1. Start metagraph in the server mode:

.. code-block:: bash

   metagraph server_query -i graph.dbg -a annotation.annodbg --port 5555 -p 10 --mmap

2. Query the index:

.. code-block:: python

   from metagraph.client import GraphClient
   
   client = GraphClient('localhost', 5555, api_path='')
   results = client.search('ACGTACGT', discovery_fraction=0.8)

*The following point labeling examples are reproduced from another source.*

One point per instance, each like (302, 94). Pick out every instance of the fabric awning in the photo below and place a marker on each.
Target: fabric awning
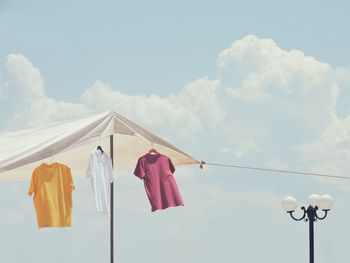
(71, 143)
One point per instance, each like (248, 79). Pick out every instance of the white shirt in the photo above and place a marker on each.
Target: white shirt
(100, 171)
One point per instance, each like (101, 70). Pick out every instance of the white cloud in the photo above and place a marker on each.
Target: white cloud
(273, 106)
(23, 93)
(194, 109)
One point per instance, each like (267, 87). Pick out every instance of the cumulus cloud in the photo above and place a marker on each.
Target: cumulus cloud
(195, 108)
(23, 97)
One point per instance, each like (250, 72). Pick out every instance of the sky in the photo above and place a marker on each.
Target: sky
(264, 84)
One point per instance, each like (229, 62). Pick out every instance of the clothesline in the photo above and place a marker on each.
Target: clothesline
(202, 163)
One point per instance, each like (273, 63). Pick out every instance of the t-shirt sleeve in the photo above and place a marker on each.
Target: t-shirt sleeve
(32, 187)
(110, 170)
(171, 166)
(140, 169)
(90, 169)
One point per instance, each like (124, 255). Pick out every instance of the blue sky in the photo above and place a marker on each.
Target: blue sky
(250, 83)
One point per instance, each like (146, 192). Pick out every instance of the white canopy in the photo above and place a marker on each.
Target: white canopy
(71, 143)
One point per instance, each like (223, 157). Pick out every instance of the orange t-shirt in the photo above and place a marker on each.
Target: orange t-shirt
(52, 185)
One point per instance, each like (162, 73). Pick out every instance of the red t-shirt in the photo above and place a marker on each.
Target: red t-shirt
(156, 170)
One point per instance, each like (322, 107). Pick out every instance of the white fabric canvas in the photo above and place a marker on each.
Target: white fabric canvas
(71, 143)
(100, 173)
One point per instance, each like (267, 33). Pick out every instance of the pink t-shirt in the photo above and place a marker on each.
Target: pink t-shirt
(156, 170)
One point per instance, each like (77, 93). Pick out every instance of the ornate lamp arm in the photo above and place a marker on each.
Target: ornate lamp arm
(298, 219)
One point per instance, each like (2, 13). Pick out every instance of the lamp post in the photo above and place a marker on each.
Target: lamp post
(316, 202)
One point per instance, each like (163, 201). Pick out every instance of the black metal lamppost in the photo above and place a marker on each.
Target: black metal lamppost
(316, 202)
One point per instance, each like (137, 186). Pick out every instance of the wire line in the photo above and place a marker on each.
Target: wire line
(273, 170)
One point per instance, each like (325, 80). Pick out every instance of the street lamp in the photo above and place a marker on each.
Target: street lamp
(316, 202)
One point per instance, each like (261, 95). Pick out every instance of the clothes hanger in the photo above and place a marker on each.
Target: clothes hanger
(100, 148)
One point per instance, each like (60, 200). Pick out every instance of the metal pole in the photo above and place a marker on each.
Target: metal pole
(112, 204)
(311, 239)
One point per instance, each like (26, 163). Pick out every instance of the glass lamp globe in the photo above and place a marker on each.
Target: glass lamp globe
(314, 200)
(289, 204)
(326, 202)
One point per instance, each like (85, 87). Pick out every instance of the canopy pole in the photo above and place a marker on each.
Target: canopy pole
(112, 204)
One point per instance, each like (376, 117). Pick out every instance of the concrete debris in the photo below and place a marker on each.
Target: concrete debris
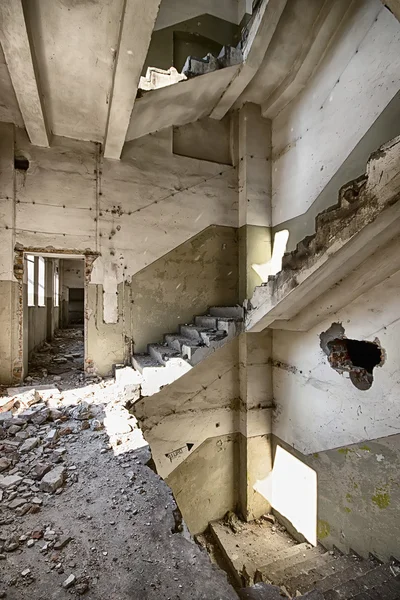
(29, 445)
(229, 56)
(69, 582)
(53, 479)
(65, 494)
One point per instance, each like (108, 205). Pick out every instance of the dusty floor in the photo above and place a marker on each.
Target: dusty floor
(112, 524)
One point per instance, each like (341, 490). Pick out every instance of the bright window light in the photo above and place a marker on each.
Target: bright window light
(56, 287)
(30, 262)
(41, 282)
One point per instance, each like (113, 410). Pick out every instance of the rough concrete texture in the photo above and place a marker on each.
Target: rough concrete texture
(336, 442)
(207, 478)
(364, 218)
(198, 274)
(112, 529)
(192, 409)
(343, 78)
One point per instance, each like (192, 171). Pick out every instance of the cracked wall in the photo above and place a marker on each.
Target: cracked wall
(130, 214)
(359, 71)
(348, 435)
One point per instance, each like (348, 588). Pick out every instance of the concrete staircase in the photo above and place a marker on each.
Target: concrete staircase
(181, 351)
(265, 555)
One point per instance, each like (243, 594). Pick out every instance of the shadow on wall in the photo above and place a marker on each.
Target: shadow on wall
(291, 489)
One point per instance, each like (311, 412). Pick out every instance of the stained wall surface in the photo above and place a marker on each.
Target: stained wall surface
(354, 82)
(348, 436)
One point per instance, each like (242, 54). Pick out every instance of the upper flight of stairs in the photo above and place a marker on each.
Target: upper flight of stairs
(164, 363)
(267, 556)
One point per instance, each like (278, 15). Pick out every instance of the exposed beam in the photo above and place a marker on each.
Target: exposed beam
(260, 35)
(137, 24)
(17, 51)
(394, 6)
(310, 56)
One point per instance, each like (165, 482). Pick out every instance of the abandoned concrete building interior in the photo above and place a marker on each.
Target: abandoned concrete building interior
(199, 299)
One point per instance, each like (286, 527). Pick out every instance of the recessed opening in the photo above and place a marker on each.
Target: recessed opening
(21, 163)
(356, 357)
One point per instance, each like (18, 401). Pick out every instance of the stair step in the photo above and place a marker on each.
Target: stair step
(144, 361)
(302, 583)
(287, 553)
(387, 591)
(303, 568)
(163, 353)
(371, 579)
(284, 569)
(232, 312)
(193, 332)
(176, 341)
(332, 582)
(210, 336)
(206, 321)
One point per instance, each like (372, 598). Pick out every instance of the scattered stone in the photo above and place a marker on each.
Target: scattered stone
(4, 464)
(40, 469)
(16, 503)
(52, 435)
(69, 582)
(37, 534)
(9, 481)
(53, 480)
(29, 445)
(5, 416)
(62, 543)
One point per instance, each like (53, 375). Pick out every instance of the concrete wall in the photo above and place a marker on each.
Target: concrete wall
(355, 81)
(207, 479)
(73, 276)
(348, 436)
(171, 46)
(133, 213)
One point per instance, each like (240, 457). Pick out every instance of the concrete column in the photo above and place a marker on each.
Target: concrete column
(254, 169)
(10, 312)
(255, 410)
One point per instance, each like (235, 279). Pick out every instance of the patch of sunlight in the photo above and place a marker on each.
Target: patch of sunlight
(274, 265)
(291, 489)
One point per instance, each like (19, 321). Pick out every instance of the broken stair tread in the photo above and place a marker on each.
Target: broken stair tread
(163, 353)
(145, 361)
(312, 570)
(181, 340)
(303, 568)
(297, 549)
(280, 571)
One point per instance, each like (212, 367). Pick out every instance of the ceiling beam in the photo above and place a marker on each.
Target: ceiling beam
(394, 6)
(262, 29)
(137, 24)
(20, 62)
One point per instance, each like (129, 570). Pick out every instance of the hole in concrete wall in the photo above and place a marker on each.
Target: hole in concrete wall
(356, 357)
(21, 163)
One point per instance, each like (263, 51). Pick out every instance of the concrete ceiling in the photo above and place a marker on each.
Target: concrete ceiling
(72, 67)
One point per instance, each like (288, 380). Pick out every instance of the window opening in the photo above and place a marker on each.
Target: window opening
(41, 282)
(356, 357)
(30, 262)
(56, 287)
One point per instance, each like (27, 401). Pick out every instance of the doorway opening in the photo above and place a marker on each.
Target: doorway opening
(54, 319)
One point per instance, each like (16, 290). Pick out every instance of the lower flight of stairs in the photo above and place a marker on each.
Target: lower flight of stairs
(280, 567)
(302, 569)
(180, 352)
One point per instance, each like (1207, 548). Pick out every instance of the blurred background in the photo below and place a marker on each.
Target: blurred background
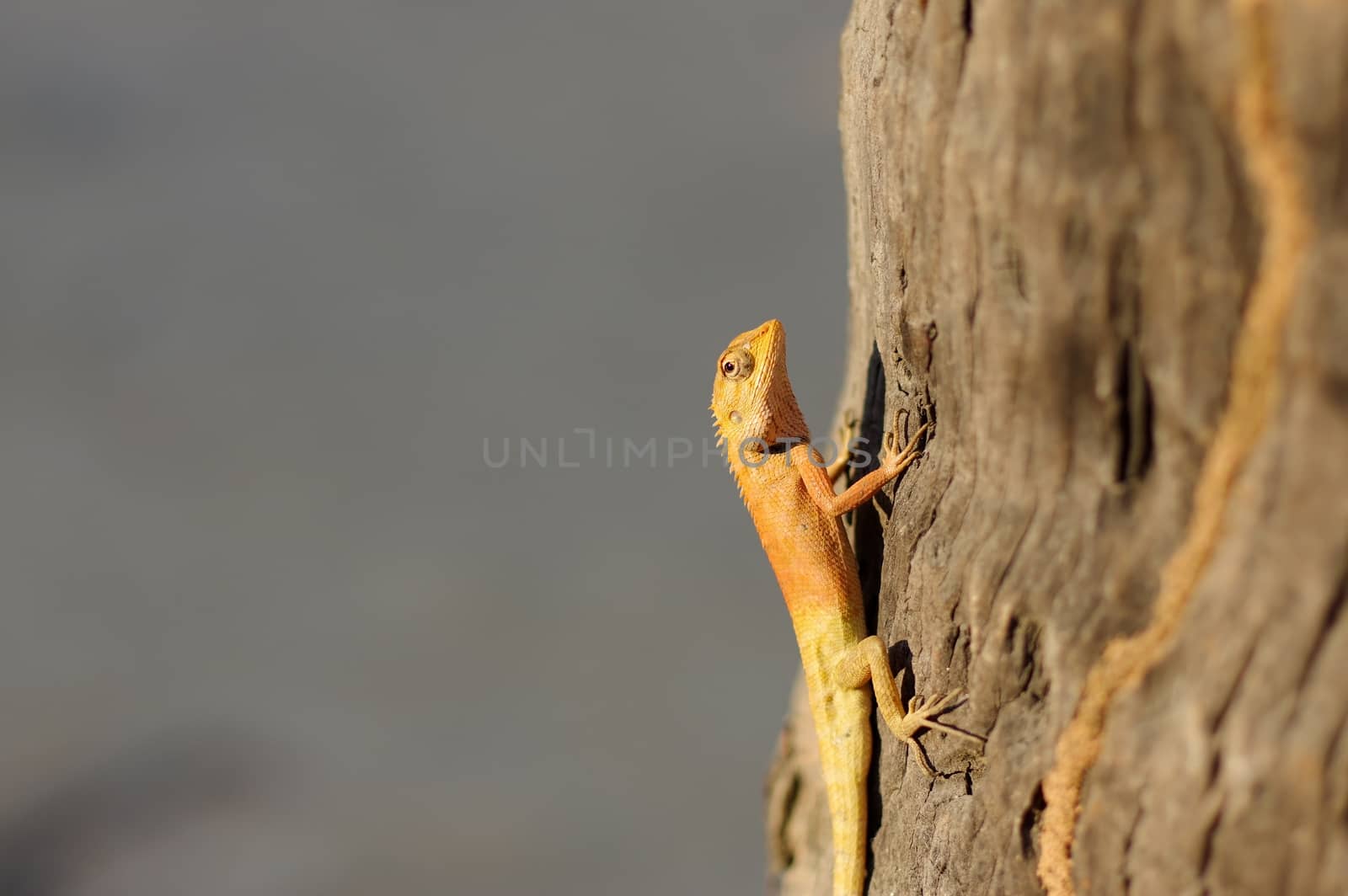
(280, 280)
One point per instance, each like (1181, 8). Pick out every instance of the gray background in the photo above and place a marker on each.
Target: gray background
(273, 271)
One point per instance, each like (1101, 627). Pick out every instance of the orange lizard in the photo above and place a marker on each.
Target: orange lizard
(789, 493)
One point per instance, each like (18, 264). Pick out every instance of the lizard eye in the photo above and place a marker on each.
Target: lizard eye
(736, 364)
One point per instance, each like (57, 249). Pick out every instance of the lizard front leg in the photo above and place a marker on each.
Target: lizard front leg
(820, 487)
(869, 662)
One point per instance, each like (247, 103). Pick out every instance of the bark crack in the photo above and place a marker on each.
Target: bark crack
(1271, 159)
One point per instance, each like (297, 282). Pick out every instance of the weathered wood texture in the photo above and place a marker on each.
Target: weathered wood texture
(1105, 246)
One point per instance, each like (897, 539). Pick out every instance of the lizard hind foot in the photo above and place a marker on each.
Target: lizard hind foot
(923, 713)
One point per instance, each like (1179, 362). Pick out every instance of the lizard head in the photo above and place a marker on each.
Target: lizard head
(752, 395)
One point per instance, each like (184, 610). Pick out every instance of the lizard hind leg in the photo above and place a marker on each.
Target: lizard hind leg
(869, 662)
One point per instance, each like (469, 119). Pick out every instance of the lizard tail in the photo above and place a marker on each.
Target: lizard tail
(849, 840)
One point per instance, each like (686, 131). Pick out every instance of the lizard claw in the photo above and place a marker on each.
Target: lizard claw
(923, 714)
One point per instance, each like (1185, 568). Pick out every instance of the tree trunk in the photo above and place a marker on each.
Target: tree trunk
(1105, 247)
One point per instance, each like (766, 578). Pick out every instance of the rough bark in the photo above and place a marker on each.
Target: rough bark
(1105, 246)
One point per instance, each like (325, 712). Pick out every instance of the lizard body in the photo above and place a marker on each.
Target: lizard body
(789, 493)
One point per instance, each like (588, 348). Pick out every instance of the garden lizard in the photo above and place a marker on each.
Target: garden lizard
(789, 492)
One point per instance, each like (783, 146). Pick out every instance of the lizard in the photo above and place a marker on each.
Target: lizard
(790, 495)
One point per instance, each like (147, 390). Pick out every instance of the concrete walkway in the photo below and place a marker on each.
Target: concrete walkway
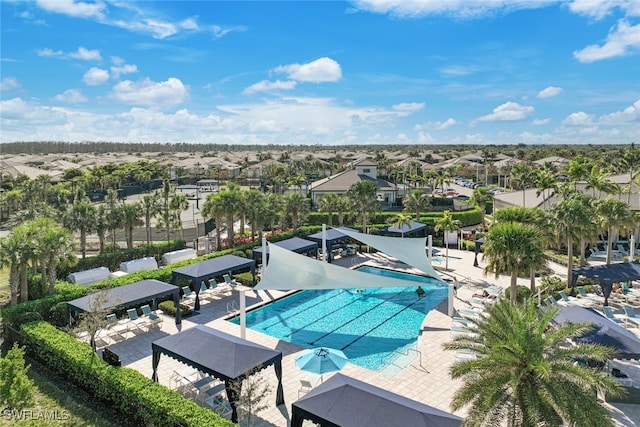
(422, 375)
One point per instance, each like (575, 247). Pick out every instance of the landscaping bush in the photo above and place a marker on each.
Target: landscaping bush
(139, 398)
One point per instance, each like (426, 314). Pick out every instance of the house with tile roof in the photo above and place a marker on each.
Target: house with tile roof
(363, 170)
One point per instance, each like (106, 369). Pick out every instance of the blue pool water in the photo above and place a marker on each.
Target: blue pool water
(372, 326)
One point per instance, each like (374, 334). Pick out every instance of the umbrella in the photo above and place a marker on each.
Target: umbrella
(321, 360)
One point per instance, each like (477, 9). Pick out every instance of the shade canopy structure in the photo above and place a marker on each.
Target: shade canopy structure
(411, 251)
(608, 274)
(287, 270)
(294, 244)
(210, 268)
(125, 297)
(412, 228)
(332, 237)
(345, 401)
(223, 356)
(605, 331)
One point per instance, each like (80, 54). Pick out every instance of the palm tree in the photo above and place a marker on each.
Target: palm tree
(448, 224)
(527, 375)
(513, 248)
(416, 201)
(400, 220)
(613, 215)
(363, 195)
(480, 197)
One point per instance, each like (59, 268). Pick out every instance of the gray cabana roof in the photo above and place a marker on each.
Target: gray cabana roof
(209, 269)
(220, 355)
(412, 227)
(609, 274)
(126, 296)
(294, 244)
(605, 331)
(345, 401)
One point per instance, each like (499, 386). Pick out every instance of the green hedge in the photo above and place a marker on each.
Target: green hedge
(140, 399)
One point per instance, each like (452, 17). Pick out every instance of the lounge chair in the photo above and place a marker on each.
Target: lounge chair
(609, 314)
(136, 321)
(152, 316)
(631, 315)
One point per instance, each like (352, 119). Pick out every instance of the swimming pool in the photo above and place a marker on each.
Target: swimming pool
(372, 326)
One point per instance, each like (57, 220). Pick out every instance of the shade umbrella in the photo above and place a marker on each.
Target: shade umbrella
(321, 360)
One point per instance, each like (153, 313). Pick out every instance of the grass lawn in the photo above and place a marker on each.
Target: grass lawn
(60, 403)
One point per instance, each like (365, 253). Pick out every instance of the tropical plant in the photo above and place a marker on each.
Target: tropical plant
(447, 223)
(513, 248)
(525, 373)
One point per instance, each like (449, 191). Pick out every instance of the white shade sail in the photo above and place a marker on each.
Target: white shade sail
(288, 270)
(410, 250)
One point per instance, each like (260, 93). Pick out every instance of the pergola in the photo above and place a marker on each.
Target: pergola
(125, 297)
(406, 229)
(294, 244)
(223, 356)
(345, 401)
(210, 268)
(607, 275)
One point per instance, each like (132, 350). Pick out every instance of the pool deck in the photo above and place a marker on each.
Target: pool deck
(422, 376)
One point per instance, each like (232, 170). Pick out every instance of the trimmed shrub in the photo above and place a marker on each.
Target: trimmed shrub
(139, 398)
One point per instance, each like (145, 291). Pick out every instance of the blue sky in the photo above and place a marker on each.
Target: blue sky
(301, 72)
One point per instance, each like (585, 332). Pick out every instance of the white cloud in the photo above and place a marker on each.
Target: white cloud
(457, 8)
(9, 83)
(86, 54)
(118, 70)
(408, 107)
(72, 8)
(149, 93)
(318, 71)
(508, 112)
(549, 92)
(95, 76)
(621, 40)
(630, 115)
(71, 96)
(267, 86)
(578, 119)
(541, 122)
(46, 52)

What is discovery_fraction?
----------------------------

Minimum fraction of k-mers that must match:

- **0.0**: Any match (at last 1 k-mer must match)
- **0.8**: ≥80% k-mers match (recommended for classification)
- **1.0**: All k-mers match (strict)

How to align?
-------------

**Exact k-mer matching:**

.. code-block:: bash

   metagraph align --map -i graph.dbg reads.fa

**Sequence-to-graph alignment:**

.. code-block:: bash

   metagraph align -i graph.dbg reads.fa
   
   # With annotation (label-consistent paths)
   metagraph align -i graph.dbg -a annotation.annodbg reads.fa
   
   # Adjust sensitivity
   metagraph align --align-min-seed-length 15 --min-exact-match 0.7 ...

Performance
===========

Memory requirements?
--------------------

**Graph:**

- Default construction: for k=31, at least 16 bytes per k-mer plus overhead (1B k-mers ≈ 18 GB)
- Construction with disk swap: buffer size plus output graph size
- Succinct (stat): ~4 bits/k-mer (10B k-mers ≈ 5 GB)
- Succinct (small): ~2 bits/k-mer (10B k-mers ≈ 2.5 GB)

**Large-scale indexing:**

When indexing large-scale datasets, everything depends on the chosen buffer sizes.
With carefully selected parameters, one can build and annotate graphs with trillion of k-mers.
For real examples, see https://github.com/ratschlab/metagraph/blob/master/metagraph/experiments/large_index_scripts.md.

How to speed up construction?
------------------------------

1. **Use more threads:** ``-p 64``
2. **Pre-process the input sequences with KMC:** ``kmc -k31 -m40 -sm input.fasta.gz output /tmp/``
3. **Parallelize samples:** Build sample graphs in parallel, with 4-8 threads (``-p ...``) on each.

How to reduce size?
-------------------

1. **Use primary graph:** 50% smaller than canonical (only applies to indexing reads)
2. **Use RowDiff<Multi-BRWT>** for annotation (10-20% of **Column**)
3. **Relax BRWT:** ``metagraph relax_brwt --relax-arity 32 ...`` (5-20% smaller)
4. **Transform graph:** ``metagraph transform --state small ...``
5. **Filter out low-abundance k-mers:** ``kmc -ci2 ...`` before building to remove singleton k-mers
6. **Use other graph cleaning techniques:** ``metagraph clean ...`` to remove sequencing errors

How to reduce RAM usage while querying?
--------------------------------

- **Use memory mapping (--mmap):** see :ref:`memory_mapping`
- **Reduce the batch size:** see ``./metagraph query --batch-size ...``
- **Alternative: Use disk-backed formats:** ``row_disk`` or ``row_diff_disk``

When to use memory mapping?
^^^^^^^^^^^^^^^^^^^^^^^^^^^
- When the graphs are extremely large
- When the available RAM is limited

When not to use memory mapping?
^^^^^^^^^^^^^^^^^^^^^^^^^^^
- Never use it with slow (e.g., spinning) disks, unless it's for a single stats check

Troubleshooting
===============

Top issues and solutions:

Installation fails
------------------

**Conda:** Try installing in a fresh environment

**Docker:** Pull latest: ``docker pull ghcr.io/ratschlab/metagraph:master``

**Source:** Check compiler version and the dependencies

See :ref:`installation` and :ref:`troubleshooting`.

Out of memory
-------------

**Solution:** Use disk swap

.. code-block:: bash

   metagraph build --disk-swap /tmp --mem-cap-gb 50 ...
   metagraph annotate --disk-swap /tmp --mem-cap-gb 10 ...

RowDiff transform generates no output
-------------------------------------

**Solution:** Remember that for annotations with coordinates and counts, the output
files have the same name ``*.column.annodbg`` as the input files, hence, should be
written to a new directory. (See :ref:`transform_count_annotations`.)